Access is provided through web interfaces and APIs used by institutions such as the Getty Research Institute and partner organizations including the Getty Museum and the Getty Conservation Institute. Licensing policies enable reuse by museums, galleries, archives, libraries, cultural heritage projects, digital platforms like Europeana and Google Arts & Culture, and academic initiatives at MIT, University of California, Berkeley, UCL, University of Melbourne under terms that balance attribution and open-data principles. Data distributions and mappings support integration into collection management systems at the Cooper Hewitt, Smithsonian American Art Museum, National Gallery (London), Royal Academy of Arts, Victoria and Albert Museum.

Usage and Applications

The authority file is used for cataloguing and discovery by catalogers at institutions such as the Museum of Modern Art, Tate Modern, Guggenheim Museum, Solomon R. Guggenheim Museum, National Gallery of Art (Washington), Getty Center, Frick Collection, Morgan Library & Museum, Walters Art Museum, Aga Khan Museum, Asian Art Museum (San Francisco), National Palace Museum, Hermitage Museum, State Historical Museum (Russia), British Museum and for research in art history programs at Princeton University, Yale University, Columbia University, New York University, University of Chicago, University of Pennsylvania, Brown University, Johns Hopkins University. Uses include authority control in catalogs, provenance research tied to institutions like the International Council on Archives, digitization projects with Europeana, linked-data enrichment for portals such as Digital Public Library of America, metadata reconciliation for auction houses like Sotheby's and Christie's, and scholarly publishing.

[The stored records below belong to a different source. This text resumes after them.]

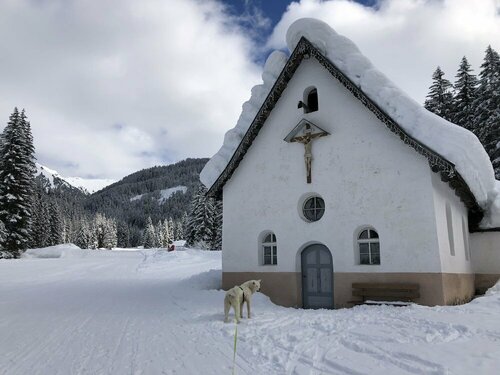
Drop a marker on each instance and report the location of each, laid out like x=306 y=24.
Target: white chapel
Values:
x=334 y=180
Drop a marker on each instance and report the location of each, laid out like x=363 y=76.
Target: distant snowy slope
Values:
x=164 y=194
x=167 y=193
x=54 y=180
x=90 y=184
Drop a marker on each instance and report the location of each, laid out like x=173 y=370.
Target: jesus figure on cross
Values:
x=306 y=139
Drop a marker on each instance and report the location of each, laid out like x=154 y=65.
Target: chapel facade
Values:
x=326 y=190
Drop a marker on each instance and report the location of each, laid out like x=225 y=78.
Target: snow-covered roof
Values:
x=440 y=138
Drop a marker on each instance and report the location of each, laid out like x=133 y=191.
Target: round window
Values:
x=313 y=208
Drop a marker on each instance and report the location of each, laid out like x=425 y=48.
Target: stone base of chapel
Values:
x=285 y=288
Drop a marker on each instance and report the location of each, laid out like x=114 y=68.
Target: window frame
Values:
x=314 y=210
x=272 y=246
x=371 y=242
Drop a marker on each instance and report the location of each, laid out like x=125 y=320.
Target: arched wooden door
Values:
x=317 y=277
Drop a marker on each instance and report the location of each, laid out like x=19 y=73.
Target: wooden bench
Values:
x=382 y=293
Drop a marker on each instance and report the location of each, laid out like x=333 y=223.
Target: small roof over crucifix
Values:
x=303 y=128
x=305 y=132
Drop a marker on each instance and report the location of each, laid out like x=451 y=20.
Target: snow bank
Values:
x=216 y=165
x=453 y=142
x=57 y=251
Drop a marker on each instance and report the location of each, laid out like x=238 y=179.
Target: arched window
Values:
x=369 y=247
x=465 y=234
x=269 y=249
x=449 y=223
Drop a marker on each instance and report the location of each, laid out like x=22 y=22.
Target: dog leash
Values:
x=243 y=300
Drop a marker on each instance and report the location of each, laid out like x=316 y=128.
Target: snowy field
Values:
x=153 y=312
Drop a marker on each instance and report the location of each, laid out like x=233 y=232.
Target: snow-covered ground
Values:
x=154 y=312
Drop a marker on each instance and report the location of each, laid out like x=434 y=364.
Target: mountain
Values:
x=90 y=185
x=160 y=192
x=54 y=180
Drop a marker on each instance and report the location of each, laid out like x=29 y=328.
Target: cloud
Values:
x=114 y=86
x=407 y=39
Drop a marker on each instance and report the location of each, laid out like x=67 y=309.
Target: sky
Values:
x=114 y=86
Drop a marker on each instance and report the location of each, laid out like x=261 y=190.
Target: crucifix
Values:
x=306 y=139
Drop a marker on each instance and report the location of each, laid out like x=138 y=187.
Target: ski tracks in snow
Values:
x=153 y=312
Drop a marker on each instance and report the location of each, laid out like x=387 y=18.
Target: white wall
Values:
x=485 y=248
x=364 y=172
x=443 y=194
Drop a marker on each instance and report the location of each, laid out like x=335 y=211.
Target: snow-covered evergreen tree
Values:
x=179 y=230
x=40 y=234
x=84 y=238
x=3 y=234
x=216 y=243
x=149 y=235
x=109 y=234
x=158 y=234
x=123 y=235
x=56 y=225
x=165 y=237
x=172 y=228
x=440 y=97
x=17 y=168
x=204 y=224
x=487 y=107
x=465 y=93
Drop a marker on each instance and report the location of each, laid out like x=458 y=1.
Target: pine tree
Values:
x=487 y=107
x=165 y=234
x=172 y=234
x=84 y=237
x=440 y=98
x=41 y=222
x=109 y=234
x=179 y=230
x=17 y=168
x=56 y=224
x=216 y=243
x=3 y=234
x=158 y=234
x=465 y=93
x=123 y=235
x=149 y=234
x=201 y=227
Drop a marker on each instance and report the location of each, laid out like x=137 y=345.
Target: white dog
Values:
x=237 y=296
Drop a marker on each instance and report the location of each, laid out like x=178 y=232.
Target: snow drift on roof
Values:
x=452 y=142
x=216 y=165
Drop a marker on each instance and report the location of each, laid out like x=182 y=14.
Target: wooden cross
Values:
x=306 y=139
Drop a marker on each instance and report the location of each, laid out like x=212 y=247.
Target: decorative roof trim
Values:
x=305 y=50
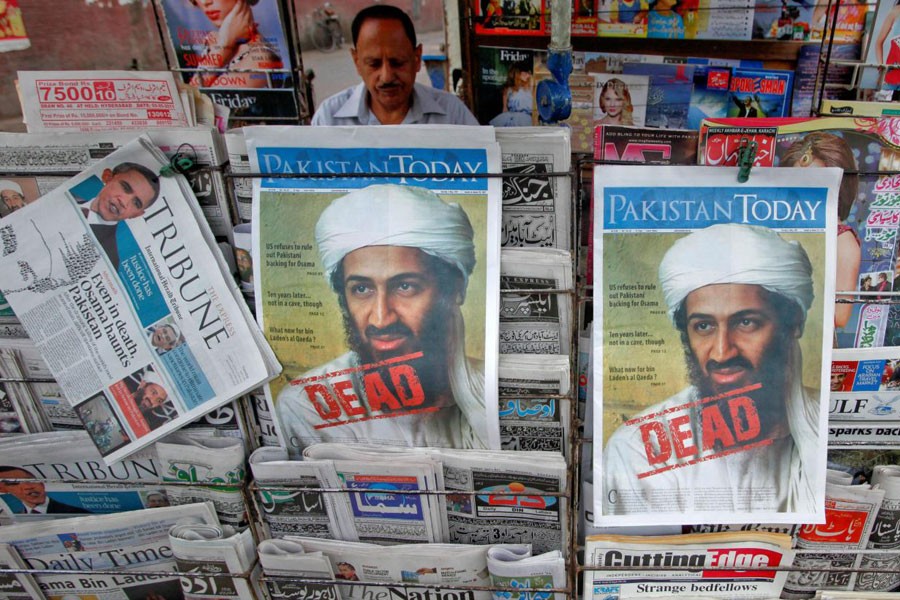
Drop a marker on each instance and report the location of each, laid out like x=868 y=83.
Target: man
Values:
x=12 y=196
x=165 y=337
x=399 y=259
x=128 y=190
x=32 y=494
x=387 y=59
x=753 y=444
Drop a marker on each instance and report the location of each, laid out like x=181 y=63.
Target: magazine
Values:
x=678 y=411
x=136 y=316
x=100 y=100
x=316 y=274
x=251 y=75
x=703 y=565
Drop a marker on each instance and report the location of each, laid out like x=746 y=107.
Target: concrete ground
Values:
x=334 y=72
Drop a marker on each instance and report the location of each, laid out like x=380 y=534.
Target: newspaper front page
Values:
x=63 y=475
x=113 y=277
x=100 y=100
x=737 y=566
x=711 y=358
x=403 y=265
x=128 y=544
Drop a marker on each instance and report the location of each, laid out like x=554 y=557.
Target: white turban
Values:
x=395 y=215
x=733 y=253
x=6 y=184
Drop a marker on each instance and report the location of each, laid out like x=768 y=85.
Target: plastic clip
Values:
x=746 y=156
x=182 y=162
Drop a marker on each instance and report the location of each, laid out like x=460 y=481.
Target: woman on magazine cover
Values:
x=237 y=45
x=821 y=149
x=516 y=99
x=615 y=101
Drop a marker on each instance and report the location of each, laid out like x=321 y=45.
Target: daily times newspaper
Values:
x=137 y=317
x=378 y=290
x=126 y=543
x=711 y=364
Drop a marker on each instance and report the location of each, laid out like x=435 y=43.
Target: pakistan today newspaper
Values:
x=132 y=312
x=745 y=270
x=404 y=251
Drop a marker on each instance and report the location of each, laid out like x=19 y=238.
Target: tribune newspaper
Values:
x=712 y=343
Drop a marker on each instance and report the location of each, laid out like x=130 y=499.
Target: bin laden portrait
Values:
x=744 y=434
x=398 y=259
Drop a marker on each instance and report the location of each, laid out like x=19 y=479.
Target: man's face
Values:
x=124 y=195
x=164 y=337
x=12 y=199
x=154 y=395
x=387 y=62
x=30 y=493
x=730 y=330
x=390 y=295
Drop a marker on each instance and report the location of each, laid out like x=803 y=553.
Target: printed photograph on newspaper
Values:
x=712 y=354
x=379 y=294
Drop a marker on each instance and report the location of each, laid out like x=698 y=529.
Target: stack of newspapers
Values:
x=414 y=495
x=117 y=279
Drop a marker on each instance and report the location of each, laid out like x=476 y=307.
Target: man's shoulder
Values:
x=325 y=114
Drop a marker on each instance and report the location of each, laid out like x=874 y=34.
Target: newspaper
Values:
x=283 y=562
x=197 y=458
x=537 y=208
x=743 y=271
x=409 y=379
x=531 y=321
x=503 y=497
x=830 y=552
x=18 y=586
x=63 y=475
x=136 y=317
x=291 y=510
x=128 y=543
x=100 y=100
x=218 y=562
x=50 y=158
x=512 y=571
x=454 y=566
x=703 y=565
x=527 y=420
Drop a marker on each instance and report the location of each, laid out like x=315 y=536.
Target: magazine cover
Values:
x=620 y=99
x=759 y=93
x=505 y=86
x=669 y=96
x=379 y=294
x=710 y=348
x=237 y=55
x=615 y=143
x=510 y=17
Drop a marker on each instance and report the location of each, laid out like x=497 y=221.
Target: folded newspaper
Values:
x=114 y=277
x=135 y=546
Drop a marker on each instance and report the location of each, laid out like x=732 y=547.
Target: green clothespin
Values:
x=181 y=163
x=746 y=156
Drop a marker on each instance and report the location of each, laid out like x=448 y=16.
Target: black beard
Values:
x=431 y=368
x=770 y=399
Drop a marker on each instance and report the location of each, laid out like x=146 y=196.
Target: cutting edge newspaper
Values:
x=664 y=246
x=380 y=399
x=100 y=100
x=135 y=314
x=713 y=565
x=126 y=543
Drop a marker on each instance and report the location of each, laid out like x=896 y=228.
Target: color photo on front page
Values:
x=712 y=344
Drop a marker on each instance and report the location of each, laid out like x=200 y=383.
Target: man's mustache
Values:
x=394 y=329
x=738 y=362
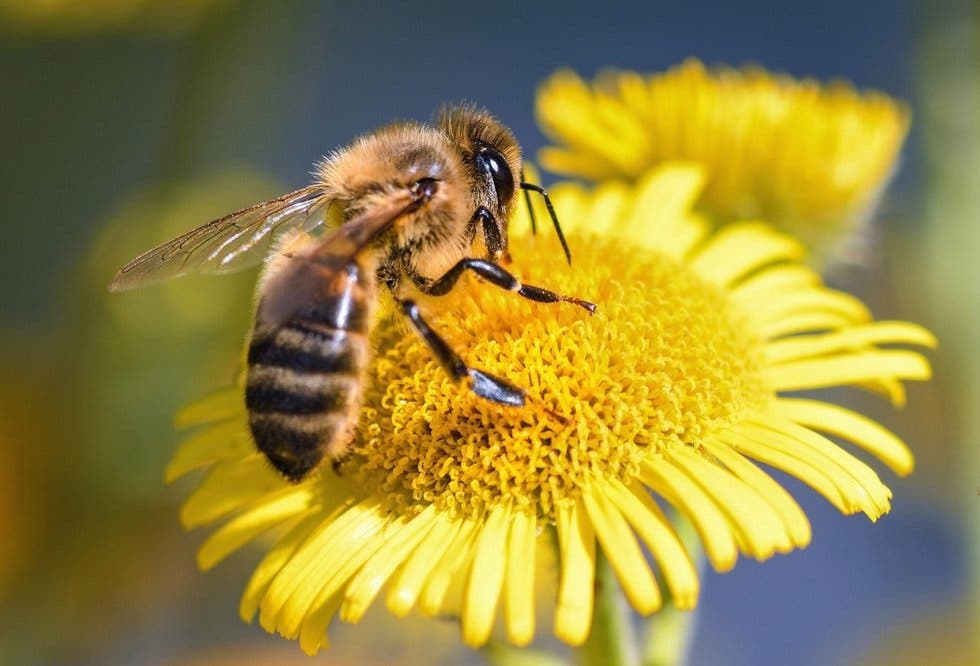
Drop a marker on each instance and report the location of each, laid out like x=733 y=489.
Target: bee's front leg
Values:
x=499 y=276
x=483 y=384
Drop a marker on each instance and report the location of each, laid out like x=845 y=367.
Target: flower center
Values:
x=663 y=362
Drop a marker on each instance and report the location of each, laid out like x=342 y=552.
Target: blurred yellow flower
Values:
x=812 y=159
x=670 y=393
x=94 y=16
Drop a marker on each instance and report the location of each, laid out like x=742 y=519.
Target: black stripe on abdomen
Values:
x=307 y=348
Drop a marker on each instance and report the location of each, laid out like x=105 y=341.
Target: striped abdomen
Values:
x=303 y=389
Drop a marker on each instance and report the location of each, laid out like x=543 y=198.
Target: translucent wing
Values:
x=323 y=268
x=233 y=242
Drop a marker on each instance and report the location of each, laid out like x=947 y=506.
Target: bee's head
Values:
x=491 y=156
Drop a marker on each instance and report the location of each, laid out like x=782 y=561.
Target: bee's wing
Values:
x=230 y=243
x=314 y=272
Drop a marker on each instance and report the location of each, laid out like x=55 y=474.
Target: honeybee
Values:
x=400 y=208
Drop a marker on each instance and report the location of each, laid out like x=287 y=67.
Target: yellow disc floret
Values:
x=663 y=361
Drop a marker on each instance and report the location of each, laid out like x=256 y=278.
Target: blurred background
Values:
x=127 y=121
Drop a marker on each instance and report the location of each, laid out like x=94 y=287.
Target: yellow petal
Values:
x=801 y=322
x=229 y=485
x=709 y=521
x=274 y=561
x=851 y=426
x=761 y=528
x=273 y=509
x=456 y=559
x=519 y=581
x=847 y=369
x=781 y=306
x=405 y=589
x=796 y=522
x=663 y=197
x=224 y=441
x=880 y=332
x=486 y=577
x=365 y=585
x=576 y=543
x=313 y=633
x=220 y=405
x=816 y=478
x=653 y=528
x=774 y=280
x=315 y=564
x=608 y=202
x=620 y=548
x=740 y=248
x=858 y=483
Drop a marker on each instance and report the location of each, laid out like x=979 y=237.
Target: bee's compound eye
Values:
x=425 y=188
x=492 y=162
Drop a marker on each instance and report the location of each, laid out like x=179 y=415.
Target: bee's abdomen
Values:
x=303 y=387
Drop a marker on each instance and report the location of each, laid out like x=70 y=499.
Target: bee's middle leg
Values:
x=483 y=384
x=499 y=276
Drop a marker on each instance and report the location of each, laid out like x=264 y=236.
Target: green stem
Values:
x=669 y=631
x=499 y=653
x=612 y=641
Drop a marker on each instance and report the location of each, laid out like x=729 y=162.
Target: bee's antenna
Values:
x=528 y=187
x=530 y=208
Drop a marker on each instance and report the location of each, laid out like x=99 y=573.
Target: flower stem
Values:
x=612 y=641
x=669 y=631
x=498 y=653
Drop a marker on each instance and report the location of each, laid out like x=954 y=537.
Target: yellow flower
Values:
x=671 y=393
x=812 y=159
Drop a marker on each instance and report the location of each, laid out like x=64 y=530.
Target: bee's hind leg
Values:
x=481 y=383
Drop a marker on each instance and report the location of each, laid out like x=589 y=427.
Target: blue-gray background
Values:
x=90 y=121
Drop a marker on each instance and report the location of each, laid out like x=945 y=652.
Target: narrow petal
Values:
x=663 y=197
x=608 y=202
x=228 y=486
x=776 y=279
x=519 y=581
x=452 y=566
x=225 y=441
x=653 y=528
x=781 y=306
x=803 y=322
x=851 y=426
x=796 y=522
x=761 y=528
x=220 y=405
x=816 y=478
x=740 y=248
x=576 y=543
x=620 y=548
x=709 y=521
x=860 y=490
x=880 y=332
x=274 y=509
x=684 y=236
x=330 y=545
x=848 y=369
x=313 y=634
x=405 y=589
x=274 y=561
x=363 y=588
x=486 y=577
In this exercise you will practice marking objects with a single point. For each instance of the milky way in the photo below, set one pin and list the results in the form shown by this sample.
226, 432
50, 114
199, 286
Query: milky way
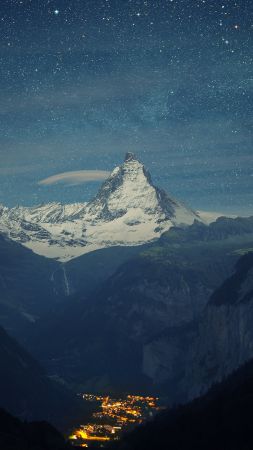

Governance and Contributors

Governance and editorial oversight involve the Getty Research Institute in collaboration with contributing institutions including the Smithsonian Institution, Library of Congress, Bibliothèque nationale de France, Rijksmuseum, Metropolitan Museum of Art, Tate Gallery, National Library of Australia, National Library of Scotland, National Archives (UK), Canadian Heritage Information Network, university libraries at Harvard University, Yale University, University of Oxford and partnering museums such as the Museum of Fine Arts, Boston, Art Institute of Chicago, Los Angeles County Museum of Art, Museo Nacional del Prado. Contributors include catalogers, curators, conservators, archivists, historians, and digital specialists who submit data and edits subject to editorial policies and technical review workflows shared among partners. Collaboration extends to standards bodies like the World Wide Web Consortium, the International Council of Museums, and identifiers organizations such as ORCID and the International Standard Name Identifier.